Next wednesday is our first opening for the NGS so I thought that rather than pick out six individual items I’d go with six viewpoints. When visiting gardens there are always going to be things that have just gone over and things that aren’t quite open yet; the sense that last week or next week would have been better. We have a few bookings but expect most people to leave it late so they know what the weather is doing.
Today we have rain forecast, which would freshen things up nicely. We’ve missed all the storms that the rest of southern England has had this week and have been watering frantically.
This is not a viewpoint that any of our visitors will experience, being the one I get from the bedroom window. It’s the view from which we primarily do our overall assessments of how it’s looking. Most of the pictures I take from here are morning shots but if it’s sunny in the morning golden hour, there are a lot of shadows. Evening works much better.
The view from the back door is almost the first view our visitors will get; they will be coming round the side of the house rather than through it, but end up in the same place.
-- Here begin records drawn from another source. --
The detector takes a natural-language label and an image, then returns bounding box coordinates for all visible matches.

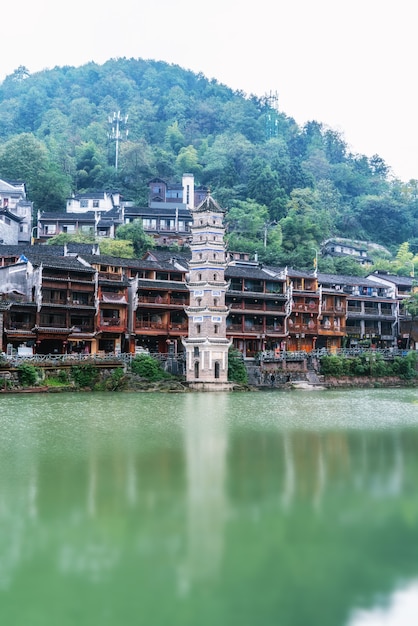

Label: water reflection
[181,394,228,590]
[1,391,418,625]
[279,429,406,511]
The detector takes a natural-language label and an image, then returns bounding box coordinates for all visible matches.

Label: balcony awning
[101,293,127,304]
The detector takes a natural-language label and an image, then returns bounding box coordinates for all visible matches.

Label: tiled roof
[317,272,384,287]
[193,194,224,213]
[367,272,414,286]
[226,264,285,280]
[137,279,188,290]
[24,253,96,273]
[40,211,97,221]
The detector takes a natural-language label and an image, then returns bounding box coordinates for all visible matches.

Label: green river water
[1,388,418,626]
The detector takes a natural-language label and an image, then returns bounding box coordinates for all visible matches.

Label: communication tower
[263,90,279,140]
[108,111,129,170]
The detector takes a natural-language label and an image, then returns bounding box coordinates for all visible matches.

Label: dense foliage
[1,59,418,268]
[320,352,418,380]
[71,364,100,388]
[17,363,40,386]
[130,354,170,381]
[228,347,249,384]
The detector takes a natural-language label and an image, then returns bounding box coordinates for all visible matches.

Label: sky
[1,0,417,181]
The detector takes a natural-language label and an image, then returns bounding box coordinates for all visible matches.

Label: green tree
[175,145,202,179]
[75,141,107,190]
[165,121,185,154]
[403,292,418,319]
[228,347,248,384]
[98,239,135,258]
[394,242,417,276]
[131,354,169,381]
[226,199,269,238]
[115,219,155,257]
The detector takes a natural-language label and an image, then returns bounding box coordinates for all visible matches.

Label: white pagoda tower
[182,193,232,390]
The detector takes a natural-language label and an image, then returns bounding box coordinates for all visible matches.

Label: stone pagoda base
[186,380,235,392]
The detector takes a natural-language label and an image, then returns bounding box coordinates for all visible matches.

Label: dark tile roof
[317,272,381,287]
[144,249,191,263]
[226,264,284,280]
[194,194,223,213]
[134,204,192,217]
[39,211,97,220]
[137,279,188,290]
[23,253,96,273]
[367,272,414,286]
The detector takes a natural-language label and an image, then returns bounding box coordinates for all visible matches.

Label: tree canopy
[0,58,417,268]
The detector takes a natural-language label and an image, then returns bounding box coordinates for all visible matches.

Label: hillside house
[0,179,33,244]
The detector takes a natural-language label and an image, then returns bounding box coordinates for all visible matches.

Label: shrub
[320,355,346,377]
[71,364,99,388]
[392,351,418,380]
[96,368,128,391]
[130,355,169,381]
[17,363,39,386]
[228,347,248,384]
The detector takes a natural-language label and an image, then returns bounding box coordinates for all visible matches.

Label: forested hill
[0,58,417,270]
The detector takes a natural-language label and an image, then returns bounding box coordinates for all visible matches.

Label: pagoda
[182,193,232,390]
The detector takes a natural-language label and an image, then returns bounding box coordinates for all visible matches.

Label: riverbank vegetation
[320,351,418,380]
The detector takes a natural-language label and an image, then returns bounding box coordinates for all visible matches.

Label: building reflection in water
[279,429,405,512]
[180,393,229,593]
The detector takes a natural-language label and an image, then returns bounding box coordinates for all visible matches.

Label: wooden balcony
[321,305,345,315]
[226,323,264,334]
[292,302,319,313]
[289,323,318,334]
[346,325,362,335]
[98,318,126,332]
[98,272,123,281]
[71,325,94,333]
[6,321,35,331]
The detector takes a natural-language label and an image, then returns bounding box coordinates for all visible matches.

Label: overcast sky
[2,0,417,181]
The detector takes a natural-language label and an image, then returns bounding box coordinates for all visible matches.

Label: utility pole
[108,111,128,170]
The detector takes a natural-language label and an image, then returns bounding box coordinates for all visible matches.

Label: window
[196,324,201,334]
[93,200,99,208]
[143,218,157,230]
[80,199,88,208]
[194,346,199,357]
[214,324,219,334]
[45,224,57,235]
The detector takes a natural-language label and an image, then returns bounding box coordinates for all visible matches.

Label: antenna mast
[108,111,129,170]
[263,91,279,140]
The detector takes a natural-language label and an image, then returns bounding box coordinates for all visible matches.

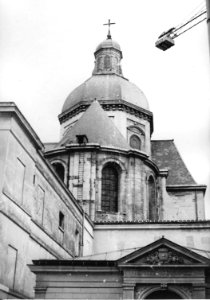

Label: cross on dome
[103,19,116,39]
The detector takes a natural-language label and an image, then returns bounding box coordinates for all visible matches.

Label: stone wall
[165,190,205,220]
[30,250,210,299]
[31,264,123,299]
[47,148,158,222]
[93,222,210,257]
[0,105,93,298]
[47,146,205,223]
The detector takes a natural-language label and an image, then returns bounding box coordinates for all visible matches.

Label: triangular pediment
[118,237,210,266]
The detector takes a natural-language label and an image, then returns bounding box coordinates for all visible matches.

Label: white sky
[0,0,210,217]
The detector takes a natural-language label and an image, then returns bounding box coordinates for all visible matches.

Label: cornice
[44,143,160,175]
[0,102,43,150]
[94,219,210,227]
[166,185,207,191]
[31,260,117,267]
[159,169,169,177]
[58,100,154,134]
[118,263,210,268]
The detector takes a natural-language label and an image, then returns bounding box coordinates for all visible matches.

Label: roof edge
[94,219,210,225]
[166,184,206,191]
[58,99,153,122]
[151,139,174,142]
[0,102,44,150]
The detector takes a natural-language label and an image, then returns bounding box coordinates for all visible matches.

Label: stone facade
[46,35,206,226]
[93,221,210,255]
[46,147,160,222]
[45,101,206,223]
[30,238,210,299]
[1,32,210,300]
[0,103,93,299]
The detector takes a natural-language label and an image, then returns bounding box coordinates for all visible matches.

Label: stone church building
[1,29,210,299]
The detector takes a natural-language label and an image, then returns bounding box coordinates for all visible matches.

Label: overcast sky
[0,0,210,217]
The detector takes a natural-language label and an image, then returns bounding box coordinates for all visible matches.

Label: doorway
[145,289,182,299]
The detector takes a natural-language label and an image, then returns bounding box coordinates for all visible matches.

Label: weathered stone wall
[48,149,158,222]
[0,111,93,298]
[83,217,94,256]
[165,190,205,220]
[93,222,210,257]
[31,254,209,299]
[32,266,123,299]
[48,143,204,223]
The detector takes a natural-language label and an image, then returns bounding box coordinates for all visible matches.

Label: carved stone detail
[59,102,153,132]
[145,247,184,265]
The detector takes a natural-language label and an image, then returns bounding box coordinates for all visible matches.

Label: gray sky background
[0,0,210,217]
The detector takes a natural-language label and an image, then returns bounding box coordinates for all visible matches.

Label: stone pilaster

It’s pretty much the same angle as the upstairs window but from ground level. I don’t want our visitors to see it at its best since that is between seven and half past in the evening and I want them gone by then. Much of the colour is coming from foxgloves, geraniums and aquilegias which will will not only have finished flowering in a week or two but will have been removed altogether.
The slightly higher level of the main garden can be reached in three ways but we anticipate most people will go up these steps, from the top of which, should they be eight feet tall, they will get a view over almost the entire garden.
If our visitors look back around the halfway point, this may be what they see. A picture tells but a fraction of the story, the viewpoint carefully chosen to hide the unwanted bits and line up the wanted bits in a pleasing way. Will it be sunny or dull? The photographers will book the last slot of the day, not two o’clock when the sun is still high.
Sue’s glasshouse will be a highlight for most people. Cactus flowers are short lived; this is not a flower show where the exhibitor has picked 50 flowering plants from their stock of 5000. We considered printing off pictures of some of them but it’s a bit of a palaver. The Ensete will get planted out if it’s not windy, it’s gradually recovering from its last outing.
Our guests will finally make it to the furthest point and perhaps sit on the seat to take stock of whether they have had their money’s worth. Unless I get an opportunity to tell them, they will be unaware that they are sitting where, until a year ago, the polytunnel stood. The planting here is all new, all things that will make a quick impact, so Dahlias, lots of annuals, Salvias, Penstemons, Alstroemeria. One Dahlia has a flower but the area needs a few more weeks to hopefully become spectacular and a few more years to mature.
There are of course many more viewpoints; the front garden, the shade area and others; but that’s most of it. It’s not the work preparing the garden that I find exhausting but the feeling of exposure. Exposure to criticism, to theft, to damage. Hopefully all will go well and later openings will be less stressful. We’re lunching with our partner garden (the two open as one) tomorrow; we can wind each other up even more.
What with much to do and long light evenings, saturday sixes are harder to follow, but if our energetic, athletic leader, the Propagator, can do it, I for one have no excuse.